Jean-Marie BOCKEL.- Ah oui. Non mais je crois que le Président va annoncer cela très fortement. Il y aura deux lieux forts, à la fois cette base de Libreville, qui est très importante pour toute la région. Il ne s'agit pas d'interférer dans les affaires de politique intérieure. Et puis, évidemment, Djibouti avec, en face, le lien avec Abou Dhabi. Et puis on gardera évidemment quelques éléments à Dakar. Mais la base, ce sera Libreville. Je crois que c'est très important que nous ayons, sur chaque océan, une présence militaire française, qui est d'ailleurs très attendue, y compris au niveau international.
Roselyne FEBVRE.- Au Gabon, il reste des intérêts stratégiques forts ?

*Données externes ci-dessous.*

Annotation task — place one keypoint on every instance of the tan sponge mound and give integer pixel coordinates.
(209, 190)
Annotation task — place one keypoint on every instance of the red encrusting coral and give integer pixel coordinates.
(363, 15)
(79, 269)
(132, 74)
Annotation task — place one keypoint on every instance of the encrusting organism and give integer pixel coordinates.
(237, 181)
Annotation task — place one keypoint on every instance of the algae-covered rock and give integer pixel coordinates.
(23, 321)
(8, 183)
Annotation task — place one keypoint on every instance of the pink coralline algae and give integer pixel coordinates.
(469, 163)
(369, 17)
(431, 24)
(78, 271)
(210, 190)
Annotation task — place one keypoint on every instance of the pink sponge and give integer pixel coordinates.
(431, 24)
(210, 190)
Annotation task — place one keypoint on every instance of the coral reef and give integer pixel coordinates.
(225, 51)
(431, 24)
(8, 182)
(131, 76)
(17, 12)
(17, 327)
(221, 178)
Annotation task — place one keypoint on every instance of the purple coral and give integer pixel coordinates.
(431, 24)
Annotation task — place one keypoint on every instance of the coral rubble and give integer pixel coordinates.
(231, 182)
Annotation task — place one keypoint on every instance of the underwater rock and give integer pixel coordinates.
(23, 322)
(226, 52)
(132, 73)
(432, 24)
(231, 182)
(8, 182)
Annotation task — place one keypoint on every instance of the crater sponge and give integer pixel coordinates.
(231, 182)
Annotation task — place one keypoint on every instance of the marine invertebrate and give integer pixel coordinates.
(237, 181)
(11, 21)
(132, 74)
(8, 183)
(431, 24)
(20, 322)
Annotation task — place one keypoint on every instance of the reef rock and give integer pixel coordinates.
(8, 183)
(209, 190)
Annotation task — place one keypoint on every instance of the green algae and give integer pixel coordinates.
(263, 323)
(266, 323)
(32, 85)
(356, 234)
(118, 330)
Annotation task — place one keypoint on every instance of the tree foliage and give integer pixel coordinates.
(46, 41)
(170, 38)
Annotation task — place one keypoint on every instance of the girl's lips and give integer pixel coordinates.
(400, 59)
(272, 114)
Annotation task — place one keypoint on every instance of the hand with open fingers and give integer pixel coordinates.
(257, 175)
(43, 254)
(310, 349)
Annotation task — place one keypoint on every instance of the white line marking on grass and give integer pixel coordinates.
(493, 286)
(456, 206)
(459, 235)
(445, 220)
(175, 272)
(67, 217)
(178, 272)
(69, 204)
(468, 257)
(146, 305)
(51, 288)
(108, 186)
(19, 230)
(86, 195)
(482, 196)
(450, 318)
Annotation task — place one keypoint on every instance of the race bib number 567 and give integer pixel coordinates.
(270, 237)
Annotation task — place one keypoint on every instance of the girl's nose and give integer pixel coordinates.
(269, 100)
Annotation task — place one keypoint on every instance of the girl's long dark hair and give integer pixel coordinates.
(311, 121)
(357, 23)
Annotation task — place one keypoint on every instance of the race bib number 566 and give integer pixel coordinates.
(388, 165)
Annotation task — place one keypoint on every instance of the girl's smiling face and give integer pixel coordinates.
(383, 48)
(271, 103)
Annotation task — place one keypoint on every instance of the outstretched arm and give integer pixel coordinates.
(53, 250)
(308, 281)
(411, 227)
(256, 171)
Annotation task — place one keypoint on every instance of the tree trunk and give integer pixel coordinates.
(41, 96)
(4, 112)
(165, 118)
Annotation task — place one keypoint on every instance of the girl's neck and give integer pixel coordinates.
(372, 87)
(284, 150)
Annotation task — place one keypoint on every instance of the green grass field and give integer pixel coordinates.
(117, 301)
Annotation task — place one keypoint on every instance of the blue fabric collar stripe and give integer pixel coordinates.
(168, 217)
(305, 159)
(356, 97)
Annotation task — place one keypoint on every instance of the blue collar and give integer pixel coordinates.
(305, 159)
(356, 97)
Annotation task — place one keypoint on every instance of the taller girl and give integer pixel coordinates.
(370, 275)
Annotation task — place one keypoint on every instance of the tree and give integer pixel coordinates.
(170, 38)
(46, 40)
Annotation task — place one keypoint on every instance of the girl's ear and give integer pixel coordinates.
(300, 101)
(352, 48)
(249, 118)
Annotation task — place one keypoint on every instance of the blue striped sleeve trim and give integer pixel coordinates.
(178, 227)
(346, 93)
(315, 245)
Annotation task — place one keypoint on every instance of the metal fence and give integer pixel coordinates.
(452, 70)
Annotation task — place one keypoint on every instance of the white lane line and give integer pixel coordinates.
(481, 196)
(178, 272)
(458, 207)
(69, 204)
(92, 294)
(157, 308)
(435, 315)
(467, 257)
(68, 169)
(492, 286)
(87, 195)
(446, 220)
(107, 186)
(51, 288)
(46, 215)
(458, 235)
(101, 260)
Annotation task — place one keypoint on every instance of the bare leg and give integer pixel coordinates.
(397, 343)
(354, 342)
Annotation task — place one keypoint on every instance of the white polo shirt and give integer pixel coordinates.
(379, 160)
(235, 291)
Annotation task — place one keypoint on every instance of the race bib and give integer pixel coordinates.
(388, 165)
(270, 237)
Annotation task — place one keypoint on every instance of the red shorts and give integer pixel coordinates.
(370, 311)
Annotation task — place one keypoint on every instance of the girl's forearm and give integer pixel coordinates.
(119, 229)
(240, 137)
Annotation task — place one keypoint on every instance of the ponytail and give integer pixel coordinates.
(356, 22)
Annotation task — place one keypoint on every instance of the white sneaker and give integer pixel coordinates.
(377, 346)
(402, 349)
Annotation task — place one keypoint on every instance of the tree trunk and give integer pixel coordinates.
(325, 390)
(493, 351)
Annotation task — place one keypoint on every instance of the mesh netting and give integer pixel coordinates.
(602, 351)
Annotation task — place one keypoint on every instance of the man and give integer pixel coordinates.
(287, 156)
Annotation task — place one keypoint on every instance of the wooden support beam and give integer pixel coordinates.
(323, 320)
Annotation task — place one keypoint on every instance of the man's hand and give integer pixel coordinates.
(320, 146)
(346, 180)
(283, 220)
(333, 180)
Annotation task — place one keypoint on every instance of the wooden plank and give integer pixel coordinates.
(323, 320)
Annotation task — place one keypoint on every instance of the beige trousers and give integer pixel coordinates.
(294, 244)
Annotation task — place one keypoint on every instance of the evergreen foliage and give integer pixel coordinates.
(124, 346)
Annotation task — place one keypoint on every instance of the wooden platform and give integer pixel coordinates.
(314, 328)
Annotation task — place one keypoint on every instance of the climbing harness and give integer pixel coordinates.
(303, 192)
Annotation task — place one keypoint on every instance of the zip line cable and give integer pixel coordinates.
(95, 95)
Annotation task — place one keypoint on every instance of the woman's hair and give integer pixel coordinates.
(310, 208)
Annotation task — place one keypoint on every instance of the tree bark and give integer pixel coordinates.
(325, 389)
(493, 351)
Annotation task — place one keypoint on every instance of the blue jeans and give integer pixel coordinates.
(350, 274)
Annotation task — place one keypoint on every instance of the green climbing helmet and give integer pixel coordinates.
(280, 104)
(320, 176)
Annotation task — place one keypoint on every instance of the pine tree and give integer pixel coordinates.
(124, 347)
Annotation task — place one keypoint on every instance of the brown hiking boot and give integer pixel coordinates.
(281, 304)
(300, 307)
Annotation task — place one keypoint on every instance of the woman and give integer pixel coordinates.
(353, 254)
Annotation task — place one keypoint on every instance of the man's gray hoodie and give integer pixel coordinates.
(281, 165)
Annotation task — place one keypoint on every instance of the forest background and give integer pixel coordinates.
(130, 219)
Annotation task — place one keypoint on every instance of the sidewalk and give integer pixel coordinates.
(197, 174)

Jean-Marie BOCKEL.- Dans la région.
Roselyne FEBVRE.- Au Gabon ?
Jean-Marie BOCKEL.- Non mais dans la région. Le Gabon, c'est l'Afrique centrale. C'est un pays mais c'est aussi toute une région de l'Afrique, donc on est sur des enjeux géopolitiques, on est sur des enjeux de paix et donc de développement. On n'est pas sur des enjeux... Comme l'a dit le Président, tous les accords de défense sont maintenant revus, transparents, passent au Parlement. Une page est en train de se tourner. Mais une présence militaire dans la nouvelle donne, et notamment avec le rôle que joue la France également dans le monde en matière de défense de la paix, de maintien de la paix, je crois que c'est bien. Et c'est aussi cela qu'il va dire en Afrique.
Roselyne FEBVRE.- Merci, Jean-Marie Bockel, d'avoir été notre invité sur France 24. Tout de suite les infos. Merci.